I wasn’t aware of the NCGC Pharmaceutical Collection Browser until today. The work behind the development of the database and the browser is discussed in the publication here:
R. Huang, N. Southall, Y. Wang, A. Yasgar, P. Shinn, A. Jadhav, D.-T. Nguyen, C. P. Austin. The NCGC Pharmaceutical Collection: A Comprehensive Resource of Clinically Approved Drugs Enabling Repurposing and Chemical Genomics. Science Translational Medicine, 2011; 3 (80): 80ps16 DOI: 10.1126/scitranslmed.3001862
As is usual with new databases that come online I always concern myself with data quality. In order to take a look at the data quality I looked at the HTS amenable compounds subset of data. It’s a dataset of >7600 compounds. I ran a couple of very simple filters to try and identify potential issues with the data. In particular I was looking for presence/absence/confusions in stereochemistry. The filters also checked for valency issues and charge imbalance. Based on these checks my estimates are, for the HTS amenable compounds at least, the errors in the data amount to a minimum of 5% and probably over 10%. This is an estimate of course and it would be a lot of work to clean it all up. I’ll try and take a look at the entire database shortly.
Some examples of the errors I saw are below…Unfortunately there are many hundreds of errors in just this subset of the database. We keep creating databases, and in this case a 90 Mbyte desktop browser solution, but WHO is curating and checking the data? What is the cost to develop software that keeps getting invested relative to building quality datasets to use in the various systems?

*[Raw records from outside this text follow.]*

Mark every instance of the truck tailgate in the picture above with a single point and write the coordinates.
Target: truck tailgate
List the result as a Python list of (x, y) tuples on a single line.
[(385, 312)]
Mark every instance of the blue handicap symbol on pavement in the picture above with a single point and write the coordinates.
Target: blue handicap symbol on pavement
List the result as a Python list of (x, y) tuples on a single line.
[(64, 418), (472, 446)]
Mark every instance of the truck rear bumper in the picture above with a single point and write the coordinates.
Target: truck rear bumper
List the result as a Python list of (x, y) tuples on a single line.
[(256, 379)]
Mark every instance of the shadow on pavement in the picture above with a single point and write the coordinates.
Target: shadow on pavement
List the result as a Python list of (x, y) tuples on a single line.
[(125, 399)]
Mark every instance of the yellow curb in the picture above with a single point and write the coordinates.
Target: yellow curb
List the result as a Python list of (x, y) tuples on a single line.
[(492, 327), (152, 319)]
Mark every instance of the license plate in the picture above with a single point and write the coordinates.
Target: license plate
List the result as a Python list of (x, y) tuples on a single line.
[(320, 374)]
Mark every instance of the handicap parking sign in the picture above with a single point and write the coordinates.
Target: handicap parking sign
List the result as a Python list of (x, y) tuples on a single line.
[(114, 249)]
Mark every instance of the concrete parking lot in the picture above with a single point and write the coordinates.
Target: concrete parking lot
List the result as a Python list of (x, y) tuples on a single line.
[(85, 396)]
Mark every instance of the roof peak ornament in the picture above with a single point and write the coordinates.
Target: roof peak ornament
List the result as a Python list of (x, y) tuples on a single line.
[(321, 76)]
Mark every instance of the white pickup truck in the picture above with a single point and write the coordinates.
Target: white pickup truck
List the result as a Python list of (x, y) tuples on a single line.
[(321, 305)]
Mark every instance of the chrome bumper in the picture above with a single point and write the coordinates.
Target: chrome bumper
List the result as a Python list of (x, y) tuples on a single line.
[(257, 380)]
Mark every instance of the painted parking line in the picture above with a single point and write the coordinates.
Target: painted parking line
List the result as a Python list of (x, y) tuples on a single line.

And so it continues….
Charge Balance Issues
Imperfect, Absent and Incorrect Stereochemistry
Incorrect Valence Issues
And, just to clarify…I am not saying that our own database, ChemSpider, is perfect. It’s not. But the crowds can help us improve it and curate the data online and immediately. One thing I DO like is that the developers thought ahead about getting immediate feedback as shown below. Unfortunately when I tried to use it it threw a message that there was an error so I don’t know whether the message got through. I hope to get a response at my email address.